Contudo, tal sistema empresarial está sendo atualmente desafiado por uma série de fenômenos: a) o crescimento de um setor informal de transporte público urbano, como co-produto da crise social crônica, mas também de uma insatisfação dos usuários com a qualidade do serviço (NTU e ANTP 1997);  b) a promulgação da nova legislação de concessões e licitações,  que impõe a aplicação de critérios de seleção de propostas de natureza econômica, acirrando a competição econômica; e c) a fuga maciça para o transporte individual, em função da nova política industrial com relação ao setor automobilístico, a qual abriu o acesso ao carro particular para um novo e volumoso segmento social (digamos, a classe média baixa).

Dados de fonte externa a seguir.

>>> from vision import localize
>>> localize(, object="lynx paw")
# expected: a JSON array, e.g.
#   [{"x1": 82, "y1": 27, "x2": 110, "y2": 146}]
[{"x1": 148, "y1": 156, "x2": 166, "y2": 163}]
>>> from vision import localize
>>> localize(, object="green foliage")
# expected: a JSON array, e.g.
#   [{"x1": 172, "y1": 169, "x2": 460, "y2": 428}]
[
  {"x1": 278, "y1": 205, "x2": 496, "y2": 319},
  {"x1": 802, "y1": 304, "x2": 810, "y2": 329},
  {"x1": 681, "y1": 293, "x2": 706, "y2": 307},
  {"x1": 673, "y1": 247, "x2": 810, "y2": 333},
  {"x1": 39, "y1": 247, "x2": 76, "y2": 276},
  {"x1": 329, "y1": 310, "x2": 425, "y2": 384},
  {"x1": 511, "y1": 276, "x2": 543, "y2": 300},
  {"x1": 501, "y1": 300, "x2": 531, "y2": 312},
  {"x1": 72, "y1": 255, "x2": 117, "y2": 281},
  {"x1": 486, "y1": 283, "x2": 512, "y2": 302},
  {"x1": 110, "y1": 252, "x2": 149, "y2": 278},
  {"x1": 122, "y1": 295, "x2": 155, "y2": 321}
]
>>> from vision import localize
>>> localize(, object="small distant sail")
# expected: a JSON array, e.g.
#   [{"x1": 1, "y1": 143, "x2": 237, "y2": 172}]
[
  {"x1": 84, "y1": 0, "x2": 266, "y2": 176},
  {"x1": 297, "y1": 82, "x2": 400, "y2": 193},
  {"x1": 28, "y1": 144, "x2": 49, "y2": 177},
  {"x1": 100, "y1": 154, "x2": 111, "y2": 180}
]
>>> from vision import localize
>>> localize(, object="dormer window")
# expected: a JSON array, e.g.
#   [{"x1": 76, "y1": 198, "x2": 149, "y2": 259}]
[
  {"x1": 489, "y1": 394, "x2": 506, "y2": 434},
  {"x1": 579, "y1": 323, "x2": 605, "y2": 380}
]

Na seção seguinte, dedicamos espaço para a análise e avaliação da nova legislação de licitação e contratos de concessão, elemento esse que pode assumir um papel importante na próxima fase do desenvolvimento do setor brasileiro de ônibus. Esse novo quadro legal tem por um dos princípios básicos a competição, não em sua forma aberta de competição nas ruas, e sim na forma de uma competição pelo direito de operar de uma forma temporariamente monopolística. Portanto, a nova legislação brasileira mantém a regulamentação dos setores de serviços públicos, se recusando a acompanhas as políticas de desregulamentação experimentadas em algumas cidades latino-americanas e no Reino Unido; entretanto, algum comportamento de mercado é minimamente simulado pelo caráter competitivo dos procedimentos licitatórios (Aragão, 1997, Cox et al. 1997, Galister e Cox 1991).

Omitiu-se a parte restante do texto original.